Original Work: Lydia, Part 4

Crossing the car park with a slightly wobbly husband was tricky, trying to get him into the car was even harder, and yet she had to laugh.


Lydia found her husband funny almost all of the time. When he was being serious the crease that seemed to smudge his forehead made her smile, despite her best efforts to do otherwise, and when he was drunk, well, she just had to let out a small chuckle of amusement. Driving home, the chuckle became a real belly laugh as Michael played around with the stereo, trying to find his favourite station and skipping past it every time, even managing to remove Lydia’s worries about the dogs for a while, but as they neared the corner of their avenue, there was something else to worry about.

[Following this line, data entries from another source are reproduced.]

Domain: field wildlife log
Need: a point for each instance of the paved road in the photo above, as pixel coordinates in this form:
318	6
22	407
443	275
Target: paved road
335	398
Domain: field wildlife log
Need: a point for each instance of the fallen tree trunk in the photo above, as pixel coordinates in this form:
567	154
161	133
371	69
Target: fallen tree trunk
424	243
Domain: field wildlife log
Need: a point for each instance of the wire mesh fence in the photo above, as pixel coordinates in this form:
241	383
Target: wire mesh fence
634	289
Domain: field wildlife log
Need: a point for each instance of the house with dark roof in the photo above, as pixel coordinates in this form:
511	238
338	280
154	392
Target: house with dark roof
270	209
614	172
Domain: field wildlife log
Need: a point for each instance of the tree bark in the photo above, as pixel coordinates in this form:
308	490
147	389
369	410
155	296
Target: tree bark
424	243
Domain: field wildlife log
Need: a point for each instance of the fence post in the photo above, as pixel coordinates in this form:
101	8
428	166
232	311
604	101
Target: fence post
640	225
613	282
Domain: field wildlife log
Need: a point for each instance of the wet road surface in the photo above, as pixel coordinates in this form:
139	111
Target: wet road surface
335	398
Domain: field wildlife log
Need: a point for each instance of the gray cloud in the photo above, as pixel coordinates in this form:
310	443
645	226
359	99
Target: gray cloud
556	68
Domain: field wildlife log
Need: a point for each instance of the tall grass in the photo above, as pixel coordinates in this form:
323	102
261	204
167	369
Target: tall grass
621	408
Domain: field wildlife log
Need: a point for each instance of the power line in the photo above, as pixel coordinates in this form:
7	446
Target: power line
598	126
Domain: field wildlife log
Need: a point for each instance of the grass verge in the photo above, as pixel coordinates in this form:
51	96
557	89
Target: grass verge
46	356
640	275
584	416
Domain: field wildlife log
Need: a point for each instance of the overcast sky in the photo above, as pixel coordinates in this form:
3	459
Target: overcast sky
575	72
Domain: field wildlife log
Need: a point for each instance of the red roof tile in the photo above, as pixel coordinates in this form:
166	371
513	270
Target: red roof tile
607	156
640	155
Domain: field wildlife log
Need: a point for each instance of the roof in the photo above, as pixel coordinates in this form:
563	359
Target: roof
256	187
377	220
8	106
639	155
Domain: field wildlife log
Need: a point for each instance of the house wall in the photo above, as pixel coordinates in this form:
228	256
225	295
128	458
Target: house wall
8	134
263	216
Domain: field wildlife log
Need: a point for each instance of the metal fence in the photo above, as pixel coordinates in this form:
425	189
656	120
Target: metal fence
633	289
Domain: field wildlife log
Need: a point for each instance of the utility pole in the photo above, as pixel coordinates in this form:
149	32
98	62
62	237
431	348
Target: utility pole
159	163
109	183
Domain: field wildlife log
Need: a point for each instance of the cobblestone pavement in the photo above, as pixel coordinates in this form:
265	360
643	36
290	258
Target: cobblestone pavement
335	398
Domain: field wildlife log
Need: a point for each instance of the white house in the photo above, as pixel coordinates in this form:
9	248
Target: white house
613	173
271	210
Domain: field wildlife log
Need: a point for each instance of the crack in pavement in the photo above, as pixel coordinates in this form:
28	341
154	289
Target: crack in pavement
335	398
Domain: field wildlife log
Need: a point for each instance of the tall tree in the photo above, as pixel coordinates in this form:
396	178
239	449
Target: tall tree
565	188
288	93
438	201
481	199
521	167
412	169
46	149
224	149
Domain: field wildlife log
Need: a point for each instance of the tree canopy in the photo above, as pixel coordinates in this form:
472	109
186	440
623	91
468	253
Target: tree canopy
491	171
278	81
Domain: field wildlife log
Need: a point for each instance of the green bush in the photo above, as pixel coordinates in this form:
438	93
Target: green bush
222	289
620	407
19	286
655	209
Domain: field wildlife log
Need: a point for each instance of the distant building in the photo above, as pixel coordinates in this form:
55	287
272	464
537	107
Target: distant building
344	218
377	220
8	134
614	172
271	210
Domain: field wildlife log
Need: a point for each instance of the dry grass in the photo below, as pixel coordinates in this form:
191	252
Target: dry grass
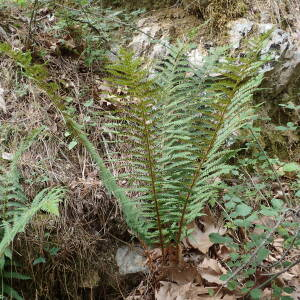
90	226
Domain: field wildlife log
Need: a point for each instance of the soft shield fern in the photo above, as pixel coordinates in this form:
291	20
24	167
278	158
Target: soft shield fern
17	210
176	126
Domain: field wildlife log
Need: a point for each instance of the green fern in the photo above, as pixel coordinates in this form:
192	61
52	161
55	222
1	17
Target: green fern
39	74
176	128
17	210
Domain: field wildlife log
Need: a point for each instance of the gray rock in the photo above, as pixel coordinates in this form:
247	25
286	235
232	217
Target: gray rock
285	69
238	30
130	260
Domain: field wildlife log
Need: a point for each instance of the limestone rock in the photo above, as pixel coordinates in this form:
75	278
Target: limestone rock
238	30
285	69
130	260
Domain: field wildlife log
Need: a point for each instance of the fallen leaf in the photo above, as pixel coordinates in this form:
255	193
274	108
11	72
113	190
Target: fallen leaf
7	156
189	291
200	239
183	275
211	270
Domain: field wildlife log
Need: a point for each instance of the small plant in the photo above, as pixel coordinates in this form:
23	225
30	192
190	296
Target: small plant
17	211
176	125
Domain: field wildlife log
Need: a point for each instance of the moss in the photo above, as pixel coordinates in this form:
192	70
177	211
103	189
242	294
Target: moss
219	12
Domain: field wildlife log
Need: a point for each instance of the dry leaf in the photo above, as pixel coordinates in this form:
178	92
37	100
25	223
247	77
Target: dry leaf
189	291
183	275
200	240
211	270
7	156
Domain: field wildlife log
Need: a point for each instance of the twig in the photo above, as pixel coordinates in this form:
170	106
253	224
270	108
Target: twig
269	163
31	22
278	274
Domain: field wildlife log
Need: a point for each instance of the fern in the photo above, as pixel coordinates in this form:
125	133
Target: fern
39	74
17	210
176	129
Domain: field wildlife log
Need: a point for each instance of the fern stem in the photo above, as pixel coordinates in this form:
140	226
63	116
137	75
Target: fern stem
154	191
195	177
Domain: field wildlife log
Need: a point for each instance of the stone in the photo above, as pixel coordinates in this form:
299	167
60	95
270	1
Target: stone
130	260
238	30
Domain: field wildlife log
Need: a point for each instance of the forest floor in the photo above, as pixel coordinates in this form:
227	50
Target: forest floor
73	256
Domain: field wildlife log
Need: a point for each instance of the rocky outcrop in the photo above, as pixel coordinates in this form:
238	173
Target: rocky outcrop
282	46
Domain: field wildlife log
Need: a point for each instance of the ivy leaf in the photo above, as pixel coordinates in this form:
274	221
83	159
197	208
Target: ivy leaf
242	210
39	260
291	167
277	203
268	211
262	254
52	206
256	294
216	238
72	145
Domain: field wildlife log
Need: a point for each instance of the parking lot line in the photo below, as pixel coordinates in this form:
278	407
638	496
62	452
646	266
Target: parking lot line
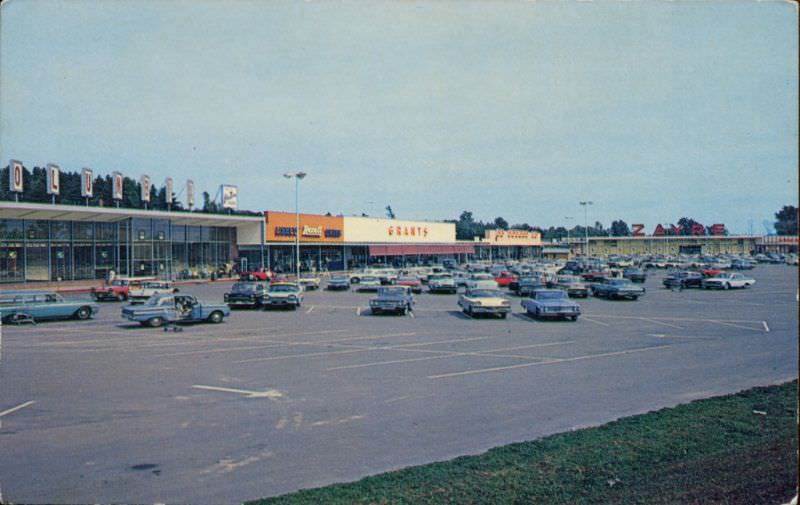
595	321
555	360
661	322
18	407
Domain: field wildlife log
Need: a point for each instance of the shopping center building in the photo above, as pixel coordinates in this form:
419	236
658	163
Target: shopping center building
46	242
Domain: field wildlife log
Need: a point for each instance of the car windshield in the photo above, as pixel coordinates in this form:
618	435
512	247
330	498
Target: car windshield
550	295
245	287
391	292
282	288
486	293
154	301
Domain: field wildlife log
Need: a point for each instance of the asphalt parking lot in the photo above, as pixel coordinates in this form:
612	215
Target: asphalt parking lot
273	401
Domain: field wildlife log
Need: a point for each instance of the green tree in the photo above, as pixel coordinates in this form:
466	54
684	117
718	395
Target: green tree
786	220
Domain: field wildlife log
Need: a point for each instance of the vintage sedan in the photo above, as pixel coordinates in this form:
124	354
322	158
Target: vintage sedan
368	283
573	285
634	274
527	285
683	280
484	301
175	308
481	281
414	283
284	294
394	299
613	288
309	282
728	280
442	283
551	303
148	289
119	289
246	294
338	283
32	306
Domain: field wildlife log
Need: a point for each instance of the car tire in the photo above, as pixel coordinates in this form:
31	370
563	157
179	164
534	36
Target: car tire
83	313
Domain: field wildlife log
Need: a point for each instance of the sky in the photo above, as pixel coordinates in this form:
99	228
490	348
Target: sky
653	110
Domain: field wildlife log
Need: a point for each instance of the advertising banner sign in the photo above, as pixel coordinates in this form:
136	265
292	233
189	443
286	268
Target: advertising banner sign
367	229
190	193
116	177
145	181
87	190
15	176
53	182
230	197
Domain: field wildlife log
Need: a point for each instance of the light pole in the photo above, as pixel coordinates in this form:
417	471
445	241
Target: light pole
568	218
297	176
585	206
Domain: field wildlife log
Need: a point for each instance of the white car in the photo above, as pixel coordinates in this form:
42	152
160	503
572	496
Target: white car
481	281
484	301
148	289
368	283
728	280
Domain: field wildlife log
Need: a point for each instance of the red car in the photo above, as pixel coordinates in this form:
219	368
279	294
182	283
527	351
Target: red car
256	275
505	279
118	289
412	282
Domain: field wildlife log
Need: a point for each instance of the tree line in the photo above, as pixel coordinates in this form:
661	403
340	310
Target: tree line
35	190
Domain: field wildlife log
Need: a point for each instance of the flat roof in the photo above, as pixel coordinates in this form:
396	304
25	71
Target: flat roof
47	211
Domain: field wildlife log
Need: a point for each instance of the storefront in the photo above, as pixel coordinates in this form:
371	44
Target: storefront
509	245
43	242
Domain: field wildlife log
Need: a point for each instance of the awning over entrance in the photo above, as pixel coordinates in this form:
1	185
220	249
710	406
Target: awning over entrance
409	250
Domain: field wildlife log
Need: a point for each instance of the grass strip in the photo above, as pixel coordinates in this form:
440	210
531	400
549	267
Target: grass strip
740	448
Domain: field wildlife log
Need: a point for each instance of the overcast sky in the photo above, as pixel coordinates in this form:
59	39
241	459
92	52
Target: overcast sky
653	110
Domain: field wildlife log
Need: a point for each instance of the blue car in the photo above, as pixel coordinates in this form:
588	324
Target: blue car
18	306
553	303
395	299
175	308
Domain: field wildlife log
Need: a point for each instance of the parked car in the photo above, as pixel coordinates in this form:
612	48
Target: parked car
338	283
118	289
175	308
284	294
614	288
683	280
484	301
742	265
148	289
481	281
525	286
634	274
442	283
504	279
368	283
256	275
32	306
309	282
396	299
551	303
411	282
573	285
728	280
246	294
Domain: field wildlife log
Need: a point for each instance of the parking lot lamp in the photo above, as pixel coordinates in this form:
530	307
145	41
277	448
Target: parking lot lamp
586	226
297	176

Michael was oblivious to the sheet of ice that slicked the road at this particular point, and so was Lydia until it was too late. Putting her hand on Michael’s to try and help him with the radio tuner, laughing all the while, she inadvertently turned the wheel only slightly to the left, nudging the car into the deathly patch of black-ice that spread across the corner at the top of their road. The car spun, and although Lydia turned the wheel and slammed both her feet on the brake, the car refused to stop until it smashed into the iron railings in front of the houses which faced the street front, letting out a sickening crunch that sent a shiver down her spine.

She was not sure for how long she was unconscious, but as she lifted her head from where the steering wheel used to be – now smothered in the white mass of the airbag – her vision was tinged with blurring, and she could feel a hot liquid oozing down the side of her face. She gave herself a minute to gather her senses properly, in spite of the roaring of the car alarm and voices outside, and reached out her hand in the hopes of the reassuring presence of Michael’s leg. It was not to be found. At least, not where she expected it to be.

Panic ensued, and what was a daze soon became a frenzy. Lydia could not unbuckle her safety-belt, and she screamed for someone to help her. Through the blaring of the sirens and the shouting of people all around her, it was very hard to concentrate. Yet all this faded away when she saw a crumpled figure lying out on the road in front of the car, wearing a smart blue suit, and pointed, but not sharp, ankle length boots. The silence was painful, and Lydia put her hand on her chest as she looked to where Michael was sat in the car, to where his body lay ten feet away, her vision passing the flailing seat belt that had been wrenched from its socket, and the gaping hole in the windscreen through which the body of her husband had passed. As she was surrounded by darkness once more, a tear fell into her lap, mixing with the blood that stained her dress.